Produkte können greifbare Gegenstände sein, vermehrt aber auch Dienstleistungen (siehe Haupttext) sowie Ideen oder Personen, die gegen Entgelt angeboten werden: Ein gutes Abendessen, die Beratung des Steuerexperten, der rasch organisierte Babysitter oder die Taxifahrt – das alles sind Produkte (nach Armin Seiler, BWL in der Praxis IV, 2001).

Spannend und im Rückblick auf den Text "Wertschöpfungskette" (Fitness Tribune Heft 101) werden die Verknüpfungen von Produkt-Ebenen und dem so genannten Systemverkauf: Das Unternehmen Xerox bietet beispielsweise nicht nur einen Kopierapparat an (Kernprodukt: Blätter vervielfältigen können), sondern ein ganzes System, das unter anderem die Marke, Garantien und Reparaturservices umfasst. Gerade im Fitnessmarkt können Systemverkäufe eine kreative Möglichkeit darstellen, die Rentabilität markant zu verbessern.

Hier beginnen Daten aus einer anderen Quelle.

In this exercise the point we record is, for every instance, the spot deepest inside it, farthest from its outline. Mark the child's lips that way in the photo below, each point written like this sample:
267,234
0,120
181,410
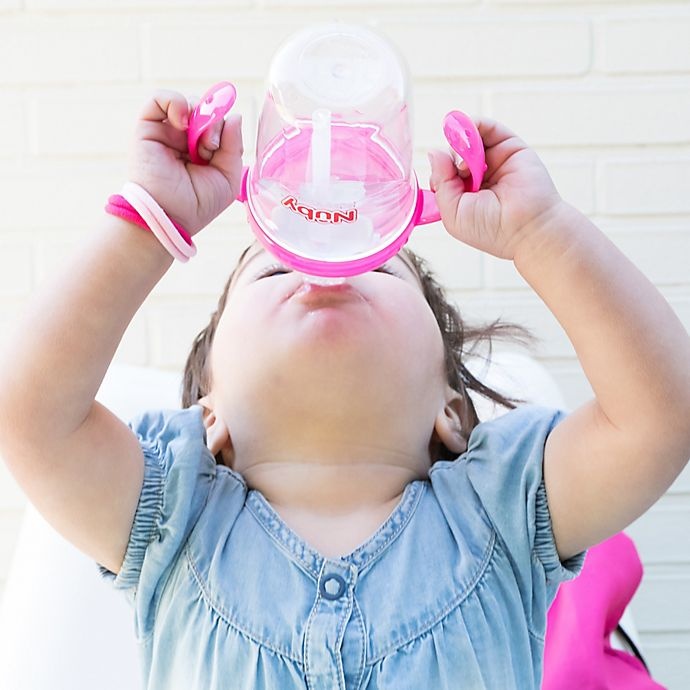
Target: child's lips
316,295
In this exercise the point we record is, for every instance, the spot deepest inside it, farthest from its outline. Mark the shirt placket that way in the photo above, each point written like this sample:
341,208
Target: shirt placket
326,626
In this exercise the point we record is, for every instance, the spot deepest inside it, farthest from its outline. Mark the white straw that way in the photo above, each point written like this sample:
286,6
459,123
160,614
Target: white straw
321,148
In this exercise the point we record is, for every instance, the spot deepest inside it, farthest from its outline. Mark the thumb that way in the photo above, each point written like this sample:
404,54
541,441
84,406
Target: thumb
228,158
446,183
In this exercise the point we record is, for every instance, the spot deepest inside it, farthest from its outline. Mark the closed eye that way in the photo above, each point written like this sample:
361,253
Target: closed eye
388,270
273,270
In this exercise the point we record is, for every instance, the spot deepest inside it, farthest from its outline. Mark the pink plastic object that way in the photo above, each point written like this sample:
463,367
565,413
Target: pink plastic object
214,105
578,654
463,136
332,192
157,220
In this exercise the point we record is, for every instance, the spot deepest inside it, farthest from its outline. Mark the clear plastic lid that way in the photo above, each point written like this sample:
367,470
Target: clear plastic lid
333,178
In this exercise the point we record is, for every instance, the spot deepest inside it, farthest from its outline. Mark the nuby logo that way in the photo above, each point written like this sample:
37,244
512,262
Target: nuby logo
320,215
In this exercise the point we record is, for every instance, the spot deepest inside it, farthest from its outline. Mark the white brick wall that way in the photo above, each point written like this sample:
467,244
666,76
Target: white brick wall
601,89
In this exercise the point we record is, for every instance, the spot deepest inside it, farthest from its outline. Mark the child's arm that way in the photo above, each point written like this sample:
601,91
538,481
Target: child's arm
79,464
613,457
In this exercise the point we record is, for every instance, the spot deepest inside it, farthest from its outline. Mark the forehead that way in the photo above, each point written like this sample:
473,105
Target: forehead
257,255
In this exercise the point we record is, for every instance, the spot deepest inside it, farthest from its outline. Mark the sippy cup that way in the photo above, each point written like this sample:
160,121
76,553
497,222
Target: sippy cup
332,192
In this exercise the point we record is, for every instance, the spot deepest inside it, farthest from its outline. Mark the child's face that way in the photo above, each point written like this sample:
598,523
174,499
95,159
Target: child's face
364,354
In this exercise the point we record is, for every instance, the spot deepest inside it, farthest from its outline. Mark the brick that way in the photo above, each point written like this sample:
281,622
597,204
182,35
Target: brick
646,44
471,48
222,49
94,122
72,194
668,656
664,602
64,50
13,123
604,115
661,533
661,253
653,185
16,270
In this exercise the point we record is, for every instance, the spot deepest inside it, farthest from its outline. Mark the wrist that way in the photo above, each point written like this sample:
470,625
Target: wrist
135,246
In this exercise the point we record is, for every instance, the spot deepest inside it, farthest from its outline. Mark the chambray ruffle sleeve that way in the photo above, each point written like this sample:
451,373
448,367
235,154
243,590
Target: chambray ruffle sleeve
503,468
179,471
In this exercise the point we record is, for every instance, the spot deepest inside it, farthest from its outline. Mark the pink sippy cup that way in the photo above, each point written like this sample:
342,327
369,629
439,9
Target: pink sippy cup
332,192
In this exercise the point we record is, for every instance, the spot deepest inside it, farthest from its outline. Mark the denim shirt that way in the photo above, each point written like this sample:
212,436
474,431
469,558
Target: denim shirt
451,591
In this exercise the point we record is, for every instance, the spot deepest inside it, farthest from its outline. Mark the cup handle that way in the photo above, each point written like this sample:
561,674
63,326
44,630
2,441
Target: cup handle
215,104
464,138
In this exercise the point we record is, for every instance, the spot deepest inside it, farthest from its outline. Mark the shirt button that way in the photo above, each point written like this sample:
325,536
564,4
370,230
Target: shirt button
332,586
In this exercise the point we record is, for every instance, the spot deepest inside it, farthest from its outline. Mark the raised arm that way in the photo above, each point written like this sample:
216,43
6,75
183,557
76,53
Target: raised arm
78,464
612,458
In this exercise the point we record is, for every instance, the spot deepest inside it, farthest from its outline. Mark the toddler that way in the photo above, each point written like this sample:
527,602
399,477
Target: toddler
326,511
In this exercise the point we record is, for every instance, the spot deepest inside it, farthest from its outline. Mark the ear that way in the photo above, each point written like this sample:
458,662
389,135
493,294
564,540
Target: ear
448,426
217,433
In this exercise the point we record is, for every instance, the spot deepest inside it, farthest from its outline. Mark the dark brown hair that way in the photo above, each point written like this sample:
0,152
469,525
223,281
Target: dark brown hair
460,340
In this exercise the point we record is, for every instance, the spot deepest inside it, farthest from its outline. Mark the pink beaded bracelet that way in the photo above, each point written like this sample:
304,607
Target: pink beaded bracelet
137,206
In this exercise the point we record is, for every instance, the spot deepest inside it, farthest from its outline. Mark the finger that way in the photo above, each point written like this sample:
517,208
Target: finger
493,132
445,182
209,142
460,165
167,106
228,156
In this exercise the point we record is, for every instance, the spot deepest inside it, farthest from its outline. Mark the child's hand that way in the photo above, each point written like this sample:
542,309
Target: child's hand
517,190
191,194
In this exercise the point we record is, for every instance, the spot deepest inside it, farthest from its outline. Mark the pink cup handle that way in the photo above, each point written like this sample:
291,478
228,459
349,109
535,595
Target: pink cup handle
215,104
463,136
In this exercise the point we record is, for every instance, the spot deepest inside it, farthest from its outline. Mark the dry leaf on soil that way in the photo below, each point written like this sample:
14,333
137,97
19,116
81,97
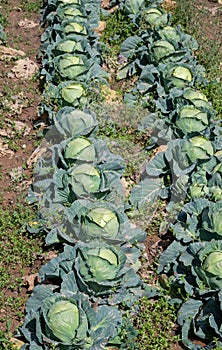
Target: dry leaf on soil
26,23
7,53
169,5
24,68
5,151
100,28
30,281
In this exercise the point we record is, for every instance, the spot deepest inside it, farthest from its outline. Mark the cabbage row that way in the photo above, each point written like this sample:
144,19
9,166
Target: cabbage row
84,293
188,171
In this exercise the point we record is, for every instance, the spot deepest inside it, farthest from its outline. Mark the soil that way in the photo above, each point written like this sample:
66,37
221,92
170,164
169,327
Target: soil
16,149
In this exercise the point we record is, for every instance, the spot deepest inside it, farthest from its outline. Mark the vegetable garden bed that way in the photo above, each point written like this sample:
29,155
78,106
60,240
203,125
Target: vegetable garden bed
99,210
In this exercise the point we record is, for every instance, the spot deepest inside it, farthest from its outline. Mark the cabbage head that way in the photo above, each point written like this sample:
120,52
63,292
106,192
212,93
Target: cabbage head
79,149
67,320
192,119
96,269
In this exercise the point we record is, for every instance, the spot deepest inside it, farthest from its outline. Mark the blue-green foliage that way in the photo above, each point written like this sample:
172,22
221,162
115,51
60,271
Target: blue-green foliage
79,193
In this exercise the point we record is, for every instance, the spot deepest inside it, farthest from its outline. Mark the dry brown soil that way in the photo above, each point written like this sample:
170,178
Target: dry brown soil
16,149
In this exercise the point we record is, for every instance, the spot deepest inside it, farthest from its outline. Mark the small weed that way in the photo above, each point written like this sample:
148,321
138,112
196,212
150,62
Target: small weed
155,324
193,18
17,252
118,28
31,5
3,20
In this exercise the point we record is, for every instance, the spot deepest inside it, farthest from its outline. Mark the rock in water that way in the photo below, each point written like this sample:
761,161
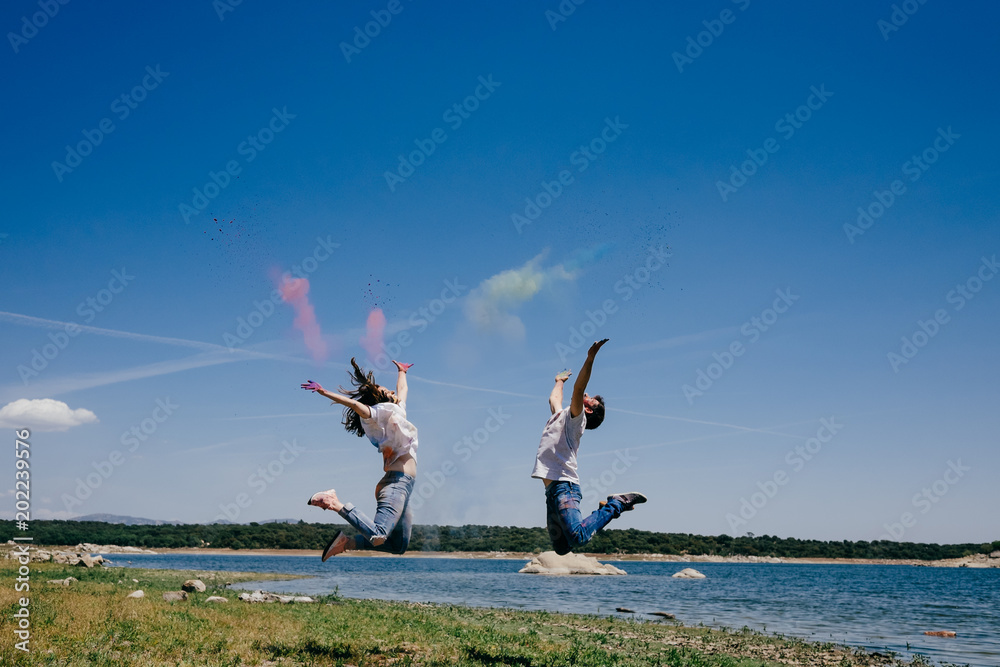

* Dieses Herausfiltern von Kernvorteilen ist, in aller Bescheidenheit, einer der Gründe, warum externe, unabhängige Marketing-Berater hinzugezogen werden: Erst durch das Erkennen und präzise Formulieren von Kernvorteilen kann ein Produkt überhaupt gestaltet, kann eine harmonische Kette von Wertschöpfungselementen geknüpft und systemorientiert, resp. bedarfsgerecht, angeboten werden.